# sewer camera



## retired rooter (Dec 31, 2008)

Boy did I mess up! I bought a camera from south coast equip off e--bay that listed for 1300 bucks .To me it looked like a bargin on e-bay the high bid was 650 so I bid 669.00 and went to bed. Next day I found out I was high bidder .It was a toy compaired to my old general gen eye.I tried to return it but to no avail.So I have used it 2 times at 250 a pop and have an underwater camera hooked to it in my boat now its good for seeing fish underwater and ok for sewers but its so flimsly I am saving every dime I get using it to use to get my old general up and running again.A friend of mine bought one from the same company paid close to 4 grand and it looked like a toy also .Its best to stick with what you know works on cameras rigid and general seem to be as good as I have seen for residential work *BEWARE OF SOUTH COAST EQUIP CO sorry guys I have already told this story still pissed off lol *


----------



## ToUtahNow (Jul 19, 2008)

retired rooter said:


> Boy did I mess up! I bought a camera from south coast equip off e--bay that listed for 1300 bucks .To me it looked like a bargin on e-bay the high bid was 650 so I bid 669.00 and went to bed. Next day I found out I was high bidder .It was a toy compaired to my old general gen eye.I tried to return it but to no avail.So I have used it 2 times at 250 a pop and have an underwater camera hooked to it in my boat now its good for seeing fish underwater and ok for sewers but its so flimsly I am saving every dime I get using it to use to get my old general up and running again.A friend of mine bought one from the same company paid close to 4 grand and it looked like a toy also .Its best to stick with what you know works on cameras rigid and general seem to be as good as I have seen for residential work *BEWARE OF SOUTH COAST EQUIP CO sorry guys I have already told this story still pissed off lol *


I see so many people tempted to buy from there based on coast. The truth is the only reason they sell is people is them on the Internet and not in person.

Mark


----------



## JK949 (Mar 18, 2009)

Saw those too and though it was too good to be true. Hell, you can buy tow-behind jetters on ebay. There's some other company with blue as their signature color that has one, haven't seen one around here though.


----------



## KratzerPlumbing (Feb 23, 2009)

Thanks for retelling it. I was looking at buying one of those because I figured for the price it was a hell of a deal. I will keep saving. I just don't have it in me to go to the flea market cuz I know some other poor plumber is wishing he had marked his stolen camera


----------



## UnclogNH (Mar 28, 2009)

*RE: South Coast sewer camera*

I have had 2 South Coast cameras. first one got stuck in a broken line 2nd use broke head so I orderd another heck it was cheap. ordered this one with the 3/8 cable a little thicker for pushing. They were nice on the phone easy to order good ship time. But product is a toy at best. Mine still works "BUT" the video in on the tv unit broke replacement on the 9 inch cctv was $399.00 LOL. So I have to use a 13 inch TV makes a nice big picture. inside camera lense fogs alot making a unclear picture at times lucky if I can push it 40 feet you really get what you pay for I have had this unit for just over a year. It's not built very tuff. I did not buy a big name camera yet because I was a new start up you know keep the expences down. But business is picking up looking at a Vivax digital unit any feed back on this would be great. does cable push well its it built well etc.
Thanks


----------



## easttexasplumb (Oct 13, 2010)

*Dont do it*

Just keep saving for a rigid or general camera. They are easier to fix and have more accesories like a locator. Also they are great products the gen eye is awsome and you dont have to spend a ton of money just get one with a basic monitor instead of that fancy stuff.


----------



## UnclogNH (Mar 28, 2009)

I have a Vu-Rite sewer camera it works great it's a basic camera no on screen counter with 512 location it get's the job done I don't do much recording mostly to see if the line is clear of roots or any sags and offsets etc.

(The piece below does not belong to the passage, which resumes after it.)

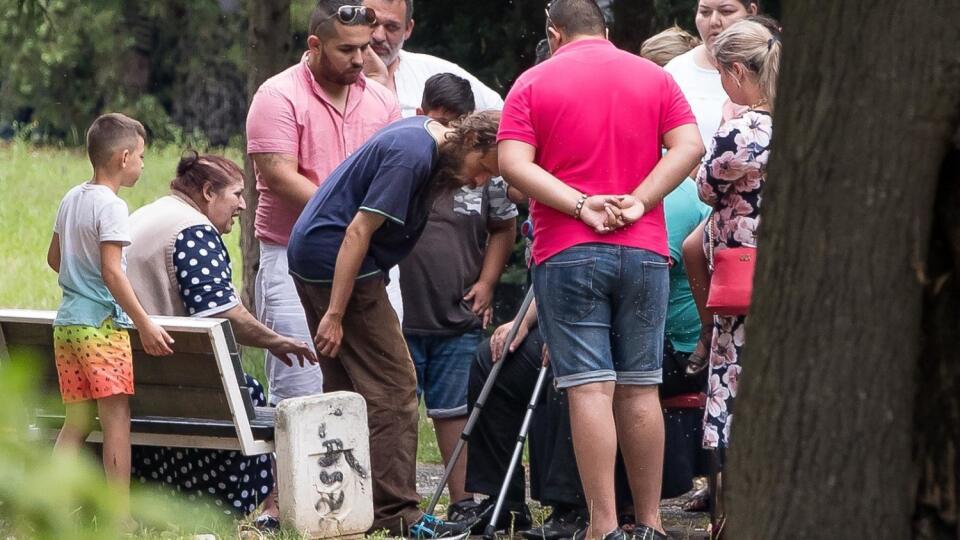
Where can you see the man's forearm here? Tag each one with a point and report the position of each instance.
(248, 330)
(349, 259)
(669, 172)
(537, 183)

Think their $2,999 for the old style with 2 year warrantee.
I have no complaints it's a good camera. If you don't want all the bells and whisles just basic sewer viewing with the warrantee you can't go wrong you can make your money back and then some before the 2 year warrantee is up.
VU-Rire is way better than the SCE crap camera's for a few more bucks you get a good basic camera that will push 200 feet.


----------



## sewerman (Sep 21, 2008)

greetings ,
i have 2 different cameras from south coast find them very user friendly
had a spartan before that the cost to keep fixing the spartan is what made me look into other copanies. priced around and figured that even with occasional repairs the cheaper camera was still and is still the better investment.
by the way south coast service is excellent.

marc:thumbup:


----------



## SewerRatz (Apr 25, 2009)

sewerman said:


> greetings ,
> i have 2 different cameras from south coast find them very user friendly
> had a spartan before that the cost to keep fixing the spartan is what made me look into other copanies. priced around and figured that even with occasional repairs the cheaper camera was still and is still the better investment.
> by the way south coast service is excellent.
> ...


They recently screwed a bunch of people on Ebay and had all there listings removed. Everyone I know that has owned a camera or a jetter from them say the same thing "CHEAP & CRAP"


----------



## Epox (Sep 19, 2010)

I have one, mine came with a lap top,,, can't see darn thing on the screen when outside. Guess have to use a cape LOL. Other than that works fine. Yeah lots of wires seems like but half price beats 10K for the ridgid. For a smaller company like me thats alot of money. I do have the navitrack and brick though.


----------



## 3Peasdrain (Feb 5, 2010)

*camera*

those cameras stink.Everyone says Rigid or General.You should look at the Spartan camera good system and easy to use and its all in one package.I prefer the Eel cam.But Spartan has me interested.Good luck with whatever you get.The money spent is on these things is CRAZY!!!!!!!!!!!:001_unsure:


----------